You can't have failed to notice my slipping you a quick one this Wednesday.
Oh. You didn't notice? Well, never mind, because I shall reiterate. No, that's nothing to do with lino - why would you think it would have something to do with lino, when have I ever talked about lino? Why would you even need to know about lino?
This week, the new cover of my new book, which is new, was revealed. It looks like this: -
There. A slightly different angle from the Wednesday one, but, you know, it's a book, you can turn them round and look at them sideways if you want, and this cover is designed to allow you to do just that!
So. As you can see, it's entitled Hubble Bubble,and has a very nice picture of a cauldron, a bottle of poisonous-looking stuff and an old book, so I think that you can guess what it's about. No, it's not my book of recipes. No-one would pay for that, because most of my recipes are written on little pieces of paper and shoved into inaccessible places, for the good of mankind, although I still maintain my 'Jam and Baked Bean Rice Krispie Crunch' is a noteworthy advance in the cause of cookery.

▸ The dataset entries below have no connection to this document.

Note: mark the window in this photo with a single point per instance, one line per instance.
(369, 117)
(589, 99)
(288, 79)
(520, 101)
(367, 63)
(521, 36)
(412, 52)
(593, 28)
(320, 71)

This is a book about witchcraft. But pretty rubbish witchcraft, as practiced by a group of women who each have one specific wish they perform spells in order to get. Mainly though, it's about Holly Grey, a woman who doesn't wish for anything, because she's happy with her life the way it is, doesn't believe in any of that 'magic' twaddle and is far too busy working, visiting her brother and hanging around with her friend Megan to have time for prancing around anything at all. Let alone a cauldron.
But, you know I wrote this book? And you know my books are never simple, don't you? So this one has a lot of truly chaotic elements in, some involving actual elements - well, it snows a lot at one point. A lot. It is set in North Yorkshire, where it does sometimes snow quite a lot.
There is also a woman who works in BHS, so if cushions and lampshades are any kind of 'trigger' for you, then approach this book with caution, some bonkers people, some people who are really quite normal, a Jeep, handcuffs, motorbikes - and a Welsh journalist called Kai Rhys, who not only doesn't believe in magic, he doesn't believe in anything very much at all.
And you have to wait until June to find out what the hell it's all really about. Mwhahahhahahahhahaha!
Oh, and there's also an enormous, sticky, badly-behaved, scruffy dog called Rufus. Who's based on my dog, Tiggy, only is much, much bigger.
Imagine this, only huge. And without the laundry basket.